I believe the local people usually know where the centre is. They tell you when you ask them. Give it a try, I bet you'll see that you get similar answers.
I would expect this most central spot to be often in front of the townhall (maybe sometimes the cathedral) or the main market square (in traditional towns) or likely both. Maybe the train station can be such a center as well (in more recent towns which developed after the railway was invented).
One criterion could be: where would you go to protest something. If you were to gather together with "all" citizens, where would you go.

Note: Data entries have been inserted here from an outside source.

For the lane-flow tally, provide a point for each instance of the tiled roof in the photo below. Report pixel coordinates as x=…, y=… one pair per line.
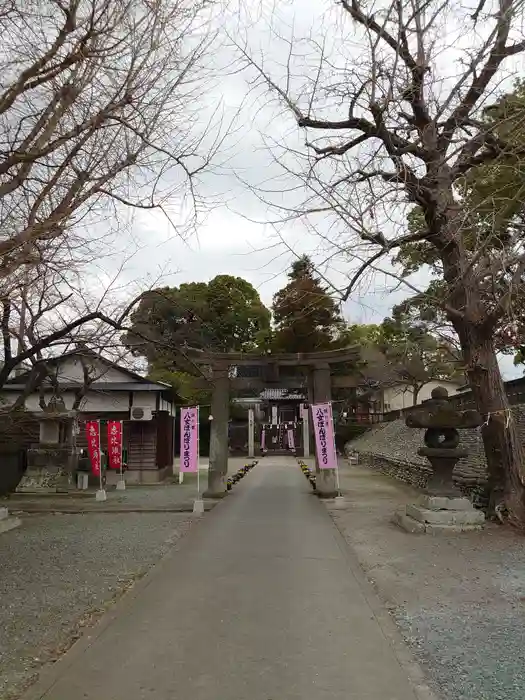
x=281, y=395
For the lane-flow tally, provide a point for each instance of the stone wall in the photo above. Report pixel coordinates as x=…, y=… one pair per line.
x=392, y=448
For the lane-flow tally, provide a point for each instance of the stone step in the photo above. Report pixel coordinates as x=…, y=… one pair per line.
x=408, y=524
x=446, y=503
x=445, y=517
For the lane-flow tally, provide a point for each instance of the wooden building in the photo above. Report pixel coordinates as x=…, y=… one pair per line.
x=106, y=391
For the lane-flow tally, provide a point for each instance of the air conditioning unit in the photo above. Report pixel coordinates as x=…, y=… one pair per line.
x=139, y=413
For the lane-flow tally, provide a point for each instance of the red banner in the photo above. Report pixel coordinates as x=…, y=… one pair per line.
x=115, y=444
x=93, y=436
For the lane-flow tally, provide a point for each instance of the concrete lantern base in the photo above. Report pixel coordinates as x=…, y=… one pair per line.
x=216, y=486
x=440, y=514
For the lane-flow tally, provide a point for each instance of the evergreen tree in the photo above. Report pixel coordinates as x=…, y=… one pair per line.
x=306, y=317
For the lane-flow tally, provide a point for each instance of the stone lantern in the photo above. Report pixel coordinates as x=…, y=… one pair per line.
x=443, y=507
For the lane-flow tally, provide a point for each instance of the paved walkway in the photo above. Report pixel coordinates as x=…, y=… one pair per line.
x=262, y=602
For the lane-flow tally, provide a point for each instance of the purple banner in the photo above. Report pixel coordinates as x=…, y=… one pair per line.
x=189, y=439
x=324, y=435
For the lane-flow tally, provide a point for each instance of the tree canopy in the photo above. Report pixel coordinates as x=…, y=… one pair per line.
x=223, y=315
x=306, y=317
x=493, y=194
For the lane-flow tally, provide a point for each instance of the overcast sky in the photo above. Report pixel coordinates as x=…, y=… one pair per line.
x=234, y=238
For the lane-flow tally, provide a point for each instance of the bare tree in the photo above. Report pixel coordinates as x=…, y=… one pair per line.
x=393, y=116
x=98, y=109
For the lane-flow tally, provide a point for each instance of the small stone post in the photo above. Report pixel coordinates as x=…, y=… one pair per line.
x=443, y=508
x=251, y=433
x=306, y=432
x=220, y=405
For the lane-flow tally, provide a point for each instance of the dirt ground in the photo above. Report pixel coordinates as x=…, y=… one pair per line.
x=459, y=599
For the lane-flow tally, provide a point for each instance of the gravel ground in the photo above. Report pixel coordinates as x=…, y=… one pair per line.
x=458, y=599
x=59, y=573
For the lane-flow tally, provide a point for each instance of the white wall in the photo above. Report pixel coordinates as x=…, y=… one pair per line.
x=71, y=370
x=398, y=397
x=98, y=401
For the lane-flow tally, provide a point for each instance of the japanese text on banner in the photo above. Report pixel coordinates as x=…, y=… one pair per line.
x=189, y=439
x=115, y=444
x=324, y=435
x=93, y=438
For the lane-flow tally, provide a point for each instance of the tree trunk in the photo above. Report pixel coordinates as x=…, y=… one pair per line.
x=503, y=447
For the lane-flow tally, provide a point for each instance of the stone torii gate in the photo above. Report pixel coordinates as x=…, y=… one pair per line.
x=315, y=374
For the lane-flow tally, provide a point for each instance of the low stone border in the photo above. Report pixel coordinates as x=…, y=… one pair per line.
x=309, y=473
x=240, y=474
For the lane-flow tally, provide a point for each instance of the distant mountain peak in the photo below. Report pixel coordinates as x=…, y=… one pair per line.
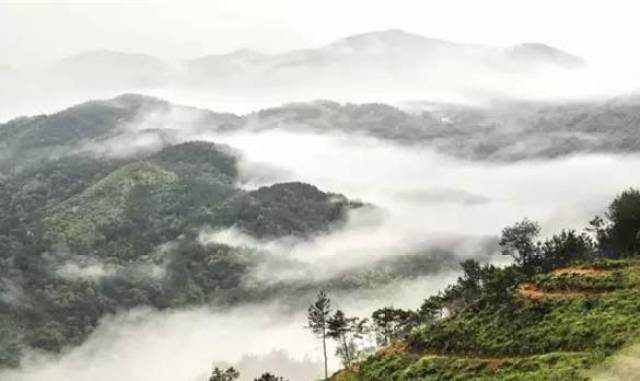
x=392, y=38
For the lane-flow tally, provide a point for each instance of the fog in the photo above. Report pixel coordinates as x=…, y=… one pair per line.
x=419, y=204
x=184, y=345
x=416, y=201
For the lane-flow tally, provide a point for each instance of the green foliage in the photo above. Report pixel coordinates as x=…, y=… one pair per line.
x=392, y=324
x=347, y=332
x=318, y=316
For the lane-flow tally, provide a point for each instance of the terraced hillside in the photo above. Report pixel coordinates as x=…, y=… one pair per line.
x=569, y=324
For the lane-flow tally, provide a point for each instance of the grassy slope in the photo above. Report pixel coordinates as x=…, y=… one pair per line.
x=574, y=332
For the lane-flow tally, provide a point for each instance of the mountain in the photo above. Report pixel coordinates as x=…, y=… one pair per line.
x=503, y=131
x=571, y=323
x=104, y=205
x=564, y=309
x=84, y=234
x=394, y=59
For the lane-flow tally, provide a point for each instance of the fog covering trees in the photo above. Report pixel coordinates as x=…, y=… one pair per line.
x=318, y=317
x=488, y=286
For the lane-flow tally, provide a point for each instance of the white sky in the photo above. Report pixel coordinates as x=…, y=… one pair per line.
x=36, y=32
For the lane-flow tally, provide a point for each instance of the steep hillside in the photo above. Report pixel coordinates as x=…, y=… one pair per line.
x=561, y=326
x=84, y=235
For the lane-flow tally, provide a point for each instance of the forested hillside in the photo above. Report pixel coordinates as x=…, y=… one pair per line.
x=85, y=235
x=562, y=311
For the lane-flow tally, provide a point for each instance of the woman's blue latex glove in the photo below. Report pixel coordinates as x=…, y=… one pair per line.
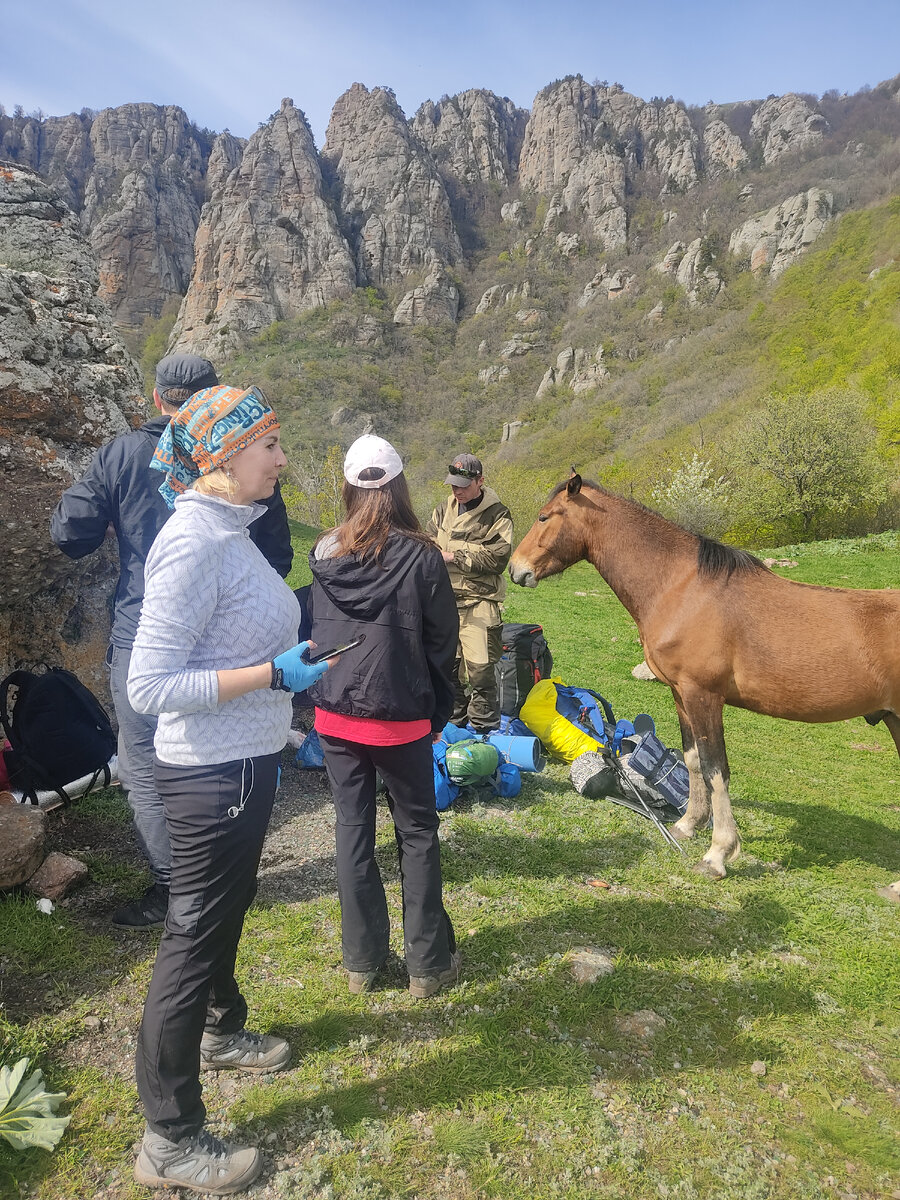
x=298, y=676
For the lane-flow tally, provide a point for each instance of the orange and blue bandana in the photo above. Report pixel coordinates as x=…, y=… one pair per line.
x=207, y=431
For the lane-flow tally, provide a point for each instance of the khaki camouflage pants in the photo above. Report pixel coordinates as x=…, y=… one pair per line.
x=479, y=649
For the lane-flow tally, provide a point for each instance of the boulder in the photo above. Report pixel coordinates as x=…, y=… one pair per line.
x=57, y=876
x=23, y=840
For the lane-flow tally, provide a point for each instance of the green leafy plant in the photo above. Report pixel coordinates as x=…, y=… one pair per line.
x=28, y=1113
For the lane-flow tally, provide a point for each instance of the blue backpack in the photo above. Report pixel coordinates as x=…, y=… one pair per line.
x=445, y=790
x=588, y=712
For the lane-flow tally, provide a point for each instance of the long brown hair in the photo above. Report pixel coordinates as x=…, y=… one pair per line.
x=372, y=515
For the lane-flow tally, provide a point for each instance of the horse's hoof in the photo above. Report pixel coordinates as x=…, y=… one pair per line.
x=709, y=870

Streetsigns aren't useful from my experience. Often the centre is inside the main pedestrian area (typical for Germany, where many historic city centres have been pedestrianized) and it is generally so big that you will get signs in the outskirts indicating "city centre", but when you arrive there will not be a sign stating "this is the city centre", the signs will simply stop indicating a centre when you are in a central area (they might indicate "all directions" now, but that's a different story, maybe to be told another time).
In special cases there could even be several centres, e.g. Berlin (there might be a bit of a difference between big cities and smaller towns). For West-Berliners, the centre was likely Breitscheidplatz (in OSM) and as you can see it is also very close to the former main station of West Berlin, Bahnhof Zoologischer Garten).
For the people in East Berlin it was probably Alexanderplatz (in OSM) with the centre extending also to here (between tower and main town hall. There might be some other opinions because the former centre (castle) was also reclaimed by the officials, naturally (see below). This is Alexanderplatz, you can also see the prominent tower, visible from everywhere in the city. Huge towers are generally issueing a statement of centrality). There's also a station, but it is not important as a train station (it is a very important underground station though, with 3 lines crossing):
Berlin central island
Another central spot and maybe the official centre during the GDR, surely during the German Empire, is the palace (Stadtschloss) (now in reconstruction), (in OSM), in times of the GDR this was the place of the "palace of the republic" (Palast der Republik), at its side there is also the national council.
In this map from 1688 you can see the central island (yellow-green). By that time there were still 2 towns, Berlin (purple) and Cöln (yellow), and this origin is likely a reason that there's some concurrency between Alexanderplatz and the castle. The castle is signed a. Alexanderplatz is in Berlin, while the castle is in Cöln.
The Berlin castle 1900
After tearing down the castle and waiting 20 years (in the meantime they set up a permanent grandstand for their military parades on national holidays), the palace of the republic was errected (after the reunification, the Germans waited again 20 years, until they decided to demolish this "palace" and reconstruct something which imitates the imperial castle's volume and facade).
Tearing down the castle, 1950
Grandstand for parades at the place of the former castle, 1952 (likely not perceived as a centre):
Palast der Republik, 1981:
Closeup of a parade in front of the Palast der Republik, 1978:
Palast der Republik from the inside, 1976
Here's another map to illustrate that this is the centre of the centre (also note how the avenue "Unter den Linden" points straight to the castle (=centre), for many kilometers, and bends right in front of the centre to pass the castle). In red the former castle, gray underneath the palace of the republic, to the north-east Alexanderplatz and its tower):
The current reconstruction called Stadtschloss, (2015). Very visible how Unter den Linden bends for the castle, see it also in a much bigger scale in OSM. This is the main road, leading straight to the castle (current federal road does not completely follow the old road, but I think you can get it) and at the time used by the king to got to his residence in Potsdam. What is now there is in part also result of more recent times: the Nazi plan by Albert Speer).
The OSM crowd currently has set the centre a bit closer to the west, at the crossroads Unter den Linden and Friedrichstraße (in OSM), it's not completely off as this is a very central place (and in the historic parts of Berlin, pre-industrialization), but it isn't a centre where you would go to gather for protest (these would be Pariser Platz in front of Brandenburg Gate and close to the Reichstag, or Alexanderplatz).
I will soon have a look how this node moved around in OSM with the years (and also look for the previous Berlin node that was deleted in 2008).